Siddick Mosaheb développe son art en commençant par fabriquer un petit cendrier et un vase à fleurs. Puis des lampes et d’autres objets souvenirs, qui peuvent également être utiles au quotidien. « Mon frère m’a formé en ébénisterie mais j’ai développé mon talent d’artisan par moi-même. J’ai amélioré mon travail petit à petit. J’ai suivi un cours d’artisanat d’un an auprès de l’ITTC, l’ancêtre de l’IVTB et du MITD, et pris part aux examens de City and Guilds de Londres, où j’ai obtenu mon diplôme en 1980. »
En cette période, Siddick Mosaheb confirme ses pas dans l’artisanat alors que le chômage bat son plein à travers le pays. Il habite alors à Plaine-Verte dans une seule chambre avec ses trois enfants et travaille dans sa cour. Un jour, l’artisan reçoit la visite surprise de sir Gaëtan Duval. Ce dernier n’est pas content de le voir travailler dans sa maison transformée en atelier. « Il m’a encouragé à acquérir mon propre atelier et m’a aidé à trouver un petit terrain à Bell-Village. Grâce à lui, j’ai obtenu un prêt de Rs 200 000 auprès de la MCB, avec lequel j’ai fait construire un bâtiment pour abriter mon atelier et ma maison. J’ai aussi acheté quelques machines pour pouvoir parfaire la qualité de mon travail. »

Une idée qui rapporte

On est en 1996. Le Caudan Waterfront ouvre ses portes. Siddick Mosaheb trouve un emplacement au Craft Market, où il aménage son magasin et un petit coin pour faire de la démonstration artisanale devant ses clients, majoritairement des touristes, leur donner l’assurance que c’est bien un produit mauricien qu’il leur vend. « J’ai trois artisans qui travaillent dans mon atelier à Bell-Village et six autres ateliers qui travaillent aussi pour moi. Ils me livrent leurs produits, que je vends à mes clients. J’accomplis mon propre travail en même temps », indique-t-il. Quant à sa clientèle, 75% sont des étrangers ou des Mauriciens établis à l’étranger, qui y retournent avec des produits artisanaux fabriqués à Maurice.

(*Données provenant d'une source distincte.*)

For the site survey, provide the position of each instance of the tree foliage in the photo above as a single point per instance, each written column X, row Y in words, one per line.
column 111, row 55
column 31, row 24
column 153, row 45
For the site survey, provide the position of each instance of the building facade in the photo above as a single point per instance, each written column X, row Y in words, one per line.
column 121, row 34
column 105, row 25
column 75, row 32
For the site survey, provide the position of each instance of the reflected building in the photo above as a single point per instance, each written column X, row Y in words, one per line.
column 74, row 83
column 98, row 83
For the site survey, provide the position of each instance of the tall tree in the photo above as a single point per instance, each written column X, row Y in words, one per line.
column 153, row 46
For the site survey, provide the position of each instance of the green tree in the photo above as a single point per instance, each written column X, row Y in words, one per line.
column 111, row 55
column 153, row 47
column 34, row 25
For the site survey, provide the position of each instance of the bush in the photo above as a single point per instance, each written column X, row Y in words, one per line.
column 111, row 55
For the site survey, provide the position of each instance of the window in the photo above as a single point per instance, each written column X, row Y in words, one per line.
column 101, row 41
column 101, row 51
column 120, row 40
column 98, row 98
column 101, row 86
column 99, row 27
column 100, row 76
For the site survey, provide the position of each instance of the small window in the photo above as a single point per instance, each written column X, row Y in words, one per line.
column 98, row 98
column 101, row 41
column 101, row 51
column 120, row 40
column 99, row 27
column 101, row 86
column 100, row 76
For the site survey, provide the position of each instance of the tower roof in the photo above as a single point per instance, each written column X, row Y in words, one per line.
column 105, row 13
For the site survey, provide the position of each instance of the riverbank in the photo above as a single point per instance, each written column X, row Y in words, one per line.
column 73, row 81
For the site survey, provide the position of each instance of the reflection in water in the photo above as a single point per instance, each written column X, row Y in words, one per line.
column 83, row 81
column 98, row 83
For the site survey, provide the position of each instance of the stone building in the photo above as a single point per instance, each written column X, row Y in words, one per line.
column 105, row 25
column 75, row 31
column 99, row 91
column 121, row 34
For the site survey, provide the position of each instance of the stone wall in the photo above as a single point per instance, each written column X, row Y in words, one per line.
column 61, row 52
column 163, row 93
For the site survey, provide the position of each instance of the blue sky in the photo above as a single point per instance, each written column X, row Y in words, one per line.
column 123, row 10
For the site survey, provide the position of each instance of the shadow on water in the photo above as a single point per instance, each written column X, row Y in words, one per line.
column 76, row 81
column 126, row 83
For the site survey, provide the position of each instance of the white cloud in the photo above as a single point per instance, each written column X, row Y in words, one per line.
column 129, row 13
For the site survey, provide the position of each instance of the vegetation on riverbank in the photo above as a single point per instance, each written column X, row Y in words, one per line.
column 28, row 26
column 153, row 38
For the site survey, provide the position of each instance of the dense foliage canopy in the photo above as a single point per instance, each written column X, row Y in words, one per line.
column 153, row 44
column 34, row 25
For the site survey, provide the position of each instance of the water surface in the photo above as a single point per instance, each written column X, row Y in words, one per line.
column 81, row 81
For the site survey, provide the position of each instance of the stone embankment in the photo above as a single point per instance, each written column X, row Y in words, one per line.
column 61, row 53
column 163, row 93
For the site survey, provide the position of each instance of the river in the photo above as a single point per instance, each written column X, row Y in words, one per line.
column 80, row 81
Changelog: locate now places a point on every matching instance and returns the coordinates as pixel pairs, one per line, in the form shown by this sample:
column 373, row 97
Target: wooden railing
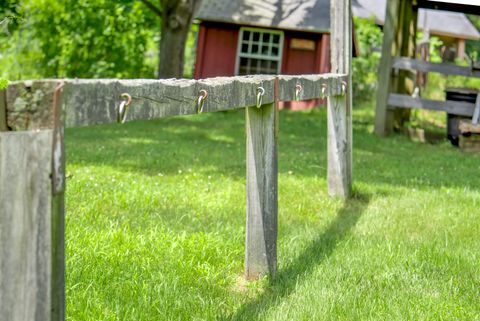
column 33, row 115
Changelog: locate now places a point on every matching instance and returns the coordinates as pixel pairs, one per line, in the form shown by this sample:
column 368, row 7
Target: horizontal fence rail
column 459, row 108
column 29, row 109
column 96, row 101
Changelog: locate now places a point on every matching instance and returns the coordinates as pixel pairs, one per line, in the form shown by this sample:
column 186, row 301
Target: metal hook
column 324, row 89
column 344, row 87
column 123, row 107
column 260, row 93
column 203, row 94
column 298, row 90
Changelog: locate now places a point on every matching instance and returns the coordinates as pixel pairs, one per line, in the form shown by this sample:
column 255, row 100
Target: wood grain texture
column 261, row 236
column 89, row 102
column 340, row 137
column 338, row 172
column 29, row 105
column 311, row 86
column 95, row 101
column 390, row 28
column 25, row 225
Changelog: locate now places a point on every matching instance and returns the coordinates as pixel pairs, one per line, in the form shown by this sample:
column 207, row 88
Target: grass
column 156, row 223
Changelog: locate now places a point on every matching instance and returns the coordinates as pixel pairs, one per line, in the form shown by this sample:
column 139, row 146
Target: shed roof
column 442, row 23
column 303, row 15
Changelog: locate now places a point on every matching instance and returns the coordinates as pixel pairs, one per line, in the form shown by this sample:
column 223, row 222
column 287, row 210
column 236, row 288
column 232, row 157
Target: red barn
column 241, row 37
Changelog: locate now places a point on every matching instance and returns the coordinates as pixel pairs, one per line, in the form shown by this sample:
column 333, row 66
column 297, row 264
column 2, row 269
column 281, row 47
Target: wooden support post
column 32, row 185
column 340, row 108
column 3, row 111
column 58, row 209
column 25, row 226
column 383, row 116
column 261, row 238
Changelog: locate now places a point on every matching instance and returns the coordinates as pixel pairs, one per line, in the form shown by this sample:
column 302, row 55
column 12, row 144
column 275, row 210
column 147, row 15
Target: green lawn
column 156, row 223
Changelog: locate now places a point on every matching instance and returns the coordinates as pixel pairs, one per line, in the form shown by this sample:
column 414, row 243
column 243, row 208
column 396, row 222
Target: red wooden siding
column 216, row 51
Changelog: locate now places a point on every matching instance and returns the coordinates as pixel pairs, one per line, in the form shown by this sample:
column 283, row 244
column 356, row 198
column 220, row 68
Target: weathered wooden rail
column 33, row 115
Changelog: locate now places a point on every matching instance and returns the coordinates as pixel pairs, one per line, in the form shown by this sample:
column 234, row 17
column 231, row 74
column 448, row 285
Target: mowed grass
column 156, row 224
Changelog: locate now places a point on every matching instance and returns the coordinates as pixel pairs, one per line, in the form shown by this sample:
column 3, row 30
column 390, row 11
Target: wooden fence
column 33, row 115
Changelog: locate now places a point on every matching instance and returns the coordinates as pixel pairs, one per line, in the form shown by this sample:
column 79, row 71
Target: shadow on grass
column 215, row 144
column 313, row 255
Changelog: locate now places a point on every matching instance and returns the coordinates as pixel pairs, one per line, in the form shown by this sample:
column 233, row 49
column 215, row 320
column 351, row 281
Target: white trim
column 239, row 54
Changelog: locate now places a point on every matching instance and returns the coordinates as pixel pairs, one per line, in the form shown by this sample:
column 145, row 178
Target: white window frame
column 256, row 56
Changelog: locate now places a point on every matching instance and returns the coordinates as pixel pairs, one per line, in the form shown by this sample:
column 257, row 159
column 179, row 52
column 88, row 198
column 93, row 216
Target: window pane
column 265, row 67
column 266, row 38
column 276, row 39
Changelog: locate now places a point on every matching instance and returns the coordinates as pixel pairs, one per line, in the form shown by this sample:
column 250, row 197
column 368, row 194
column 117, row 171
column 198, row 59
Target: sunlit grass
column 156, row 225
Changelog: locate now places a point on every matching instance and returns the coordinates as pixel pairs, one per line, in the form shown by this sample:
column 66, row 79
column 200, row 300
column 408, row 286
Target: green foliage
column 473, row 46
column 365, row 66
column 155, row 225
column 3, row 83
column 435, row 45
column 79, row 38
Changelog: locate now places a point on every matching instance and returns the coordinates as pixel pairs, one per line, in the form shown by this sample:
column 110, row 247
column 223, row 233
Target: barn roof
column 442, row 23
column 303, row 15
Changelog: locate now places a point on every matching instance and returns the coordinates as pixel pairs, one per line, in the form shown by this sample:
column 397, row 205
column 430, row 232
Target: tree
column 176, row 19
column 77, row 38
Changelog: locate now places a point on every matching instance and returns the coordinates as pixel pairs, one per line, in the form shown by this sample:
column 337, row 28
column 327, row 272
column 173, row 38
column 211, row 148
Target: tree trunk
column 176, row 21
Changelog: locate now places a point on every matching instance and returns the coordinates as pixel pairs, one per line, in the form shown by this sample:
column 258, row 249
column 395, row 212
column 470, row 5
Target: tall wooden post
column 340, row 107
column 399, row 34
column 261, row 236
column 3, row 111
column 32, row 177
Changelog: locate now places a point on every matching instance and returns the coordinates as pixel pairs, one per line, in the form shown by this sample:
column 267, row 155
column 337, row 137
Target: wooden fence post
column 3, row 111
column 340, row 107
column 261, row 150
column 25, row 212
column 384, row 117
column 32, row 182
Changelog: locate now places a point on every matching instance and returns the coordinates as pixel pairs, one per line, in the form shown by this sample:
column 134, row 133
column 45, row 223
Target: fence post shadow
column 313, row 255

Siddick Mosaheb se dit être heureux de sa petite entreprise, qui lui rapporte bien. Toutefois, il n’a aucune intention d’agrandir son business pour le besoin de l’exportation car le marché touristique lui suffit. « Je travaille bien. Je suis heureux avec mon atelier, mon magasin au Caudan. Les touristes viennent acheter mes produits directement. Le marché est bon. »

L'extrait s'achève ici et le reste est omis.